A few days after the Mediterranean Sea, the North Atlantic Ocean also broke a daily temperature record this week, several weeks ahead of its usual heat peak, according to emblematic preliminary data from the marine heat waves currently hitting the coast. planet.
North Atlantic waters reached an average temperature never before measured on Wednesday, July 26, according to the US Oceanic and Atmospheric Observation Agency (NOAA), whose records began in the early 1980s.
“According to our analysis, the record average surface water temperature in the North Atlantic is 24.9°C, and was observed on July 26,” Xungang Yin told Agence France-Presse, scientist at NOAA’s National Centers for Environmental Information (NCEI).
This data, still considered provisional, will take about two weeks to verify, he said.
An early record
This record is particularly striking because it comes early in the year, with the North Atlantic typically reaching its peak heat in early September. The previous record was set last year, in early September 2022, with a temperature of 24.89 degrees Celsius, very slightly lower than this week, Xungang Yin said.
The waters of the Mediterranean Sea also broke their heat record on Monday, with a median temperature of 28.71 ° C, announced the main Spanish maritime research center, whose records also began in the early 1980s.
These scientists favor the median temperature rather than the average (28.40 ° C on Monday) because it is less disturbed by extreme temperature readings in isolated points of the Mediterranean, they explained.
The surface temperature of the North Atlantic “must continue to increase during the month of August”, warned Xungang Yin, and it is therefore expected that the record will be broken again. The temperature of 24.9°C is “more than a degree warmer” than normal, an average calculated over 30 years (between 1982 and 2011), he pointed out.
Since March, which is the month in which the North Atlantic begins to warm after winter, the temperature curve has been moving well above that of previous years, with a gap having widened further in recent weeks.
“Extreme Situation”
The North Atlantic has thus become an emblematic observation point for the overheating of the planet’s oceans, under the effect of global warming caused by greenhouse gases. The European observatory Copernicus, which uses a different database from that of NOAA, told AFP on Friday that it recorded a temperature of 24.70 ° C for July 26.
“This situation is extreme: we have already experienced marine heat waves before, but here it is very persistent and distributed over a large area” of the North Atlantic, told AFP Karina Von Schuckmann, from the center of European research Mercator Ocean International (MOi).

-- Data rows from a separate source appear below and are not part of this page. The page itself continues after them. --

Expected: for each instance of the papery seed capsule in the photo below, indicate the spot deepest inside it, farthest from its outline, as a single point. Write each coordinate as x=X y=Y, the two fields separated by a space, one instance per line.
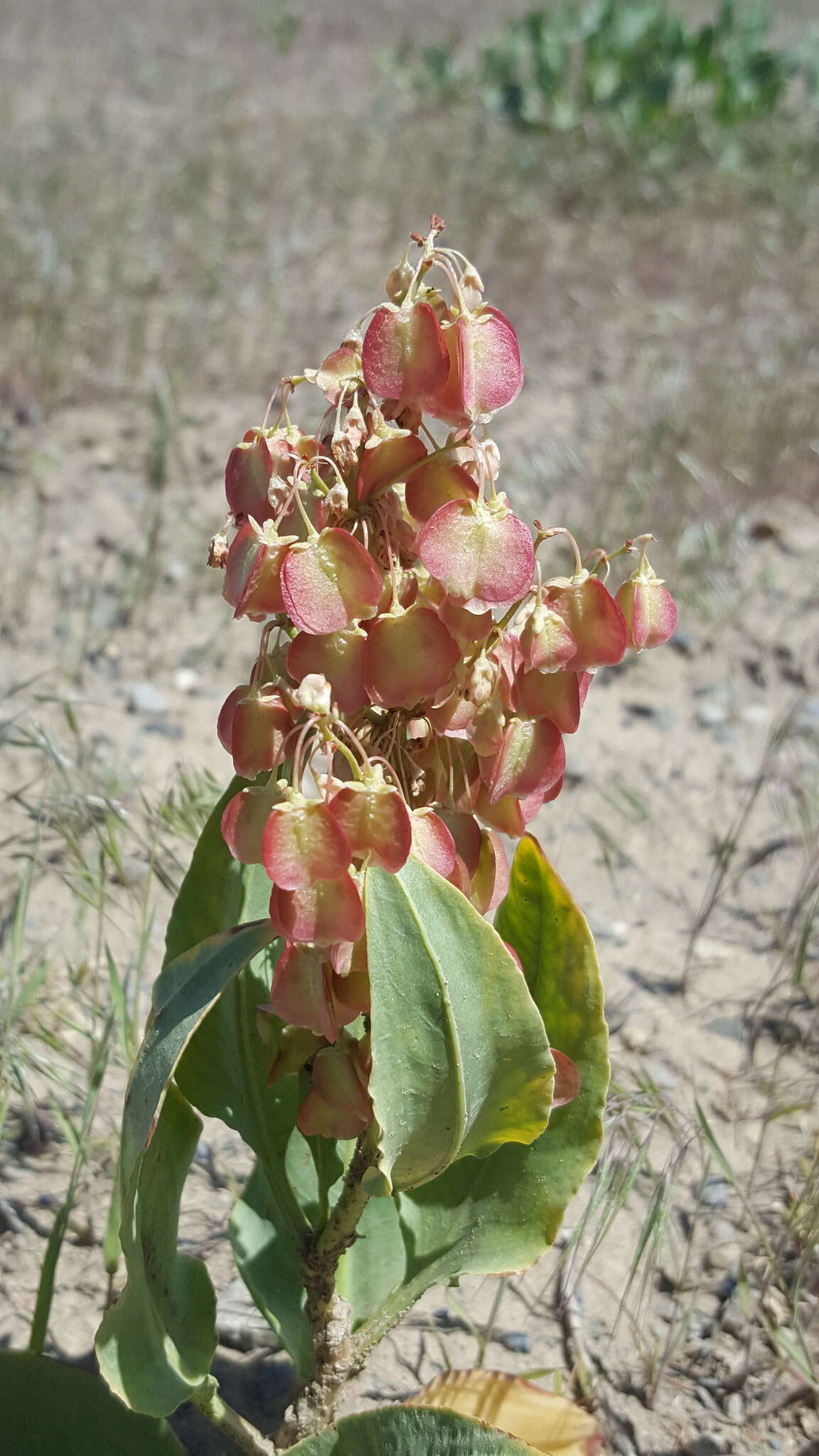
x=252 y=572
x=531 y=761
x=340 y=370
x=434 y=483
x=567 y=1079
x=387 y=464
x=432 y=842
x=471 y=626
x=490 y=878
x=557 y=696
x=244 y=822
x=258 y=732
x=247 y=478
x=304 y=843
x=478 y=551
x=306 y=992
x=296 y=1046
x=323 y=914
x=594 y=619
x=484 y=369
x=466 y=835
x=226 y=715
x=330 y=583
x=338 y=657
x=408 y=657
x=545 y=641
x=649 y=611
x=376 y=822
x=404 y=355
x=338 y=1104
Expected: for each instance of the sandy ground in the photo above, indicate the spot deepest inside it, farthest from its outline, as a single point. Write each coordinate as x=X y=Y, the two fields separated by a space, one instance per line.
x=674 y=759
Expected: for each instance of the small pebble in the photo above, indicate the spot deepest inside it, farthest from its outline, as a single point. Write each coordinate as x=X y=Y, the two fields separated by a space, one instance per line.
x=144 y=698
x=735 y=1408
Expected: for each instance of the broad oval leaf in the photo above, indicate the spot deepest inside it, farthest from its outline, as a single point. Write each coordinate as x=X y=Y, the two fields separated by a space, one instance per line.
x=184 y=992
x=545 y=1421
x=405 y=1432
x=51 y=1407
x=461 y=1062
x=503 y=1211
x=156 y=1344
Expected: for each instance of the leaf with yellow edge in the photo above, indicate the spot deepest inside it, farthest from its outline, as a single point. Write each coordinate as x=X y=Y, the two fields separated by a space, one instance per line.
x=545 y=1421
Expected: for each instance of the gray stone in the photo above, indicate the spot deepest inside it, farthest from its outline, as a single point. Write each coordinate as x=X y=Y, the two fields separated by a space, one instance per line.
x=144 y=698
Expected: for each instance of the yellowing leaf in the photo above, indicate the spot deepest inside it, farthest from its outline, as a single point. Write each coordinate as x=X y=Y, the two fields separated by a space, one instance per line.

This oceanographer recalls that the oceans absorbed 90% of the excess heat of the Earth system caused by human activity during the industrial era. And “this energy buildup has doubled over the past two decades,” fueling global ocean warming.
At the global level, the average temperature of the oceans has been breaking seasonal records constantly since the beginning of April. More anecdotally, but strikingly, the water temperature off the coast of Florida reached 38.3°C on Monday night, according to a weather buoy reading.
This temperature, normally more associated with that of a bath, potentially constitutes a world absolute record in terms of point measurement, if its accuracy is confirmed.